Malheureusement, d’après les dires de King Ju, membre principal du groupe, les ventes n’ont pas suffit et le groupe peine à poursuivre son exploration musicale. Tout leur contenu musical – même inédit – est aujourd’hui accessible sur YouTube et aucune annonce concernant un nouvel album n’a été émise.

On peut voir là le rôle majeur des médias de masse dans notre société actuelle. Pour se faire connaître, il faut accepter de se glisser dans un moule qui plaise à la fois à l’industrie musicale et à la presse.
Si des artistes démontrent leur différence vis-à-vis de la société des médias de masse  (Jean-Louis Murat chez Ruquier, Hubert-Félix Thiéfaine, etc), Stupeflip est aller beaucoup plus loin et ce rejet de cette société est au coeur même de leur groupe.
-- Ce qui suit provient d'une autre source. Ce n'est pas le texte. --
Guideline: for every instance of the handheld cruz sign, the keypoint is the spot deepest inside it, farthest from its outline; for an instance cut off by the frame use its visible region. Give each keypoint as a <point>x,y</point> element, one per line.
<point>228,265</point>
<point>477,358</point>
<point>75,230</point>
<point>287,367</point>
Le personnage de Pop Hip, qui incarne justement le chanteur s’intégrant à l’industrie musicale, est démonstratif. Les morceaux qui lui correspondent sont parmi les plus connus du groupe – et les plus diffusés sur les quelques radios qui acceptent de passer leur musique – et ce n’est pas pour rien s’il est tué dans le troisième album qu’ils ont du produire eux-mêmes.

Pop-Hip, lors du concert de Stupeflip au Paléo Festival à Nyon, en Suisse.
Pop-Hip, lors du concert de Stupeflip au Paléo Festival à Nyon, en Suisse.

 

Le signe qu’ils n’allaient pas survivre ? Ou qu’ils acceptaient pleinement de tenter l’expérience sans les majors ?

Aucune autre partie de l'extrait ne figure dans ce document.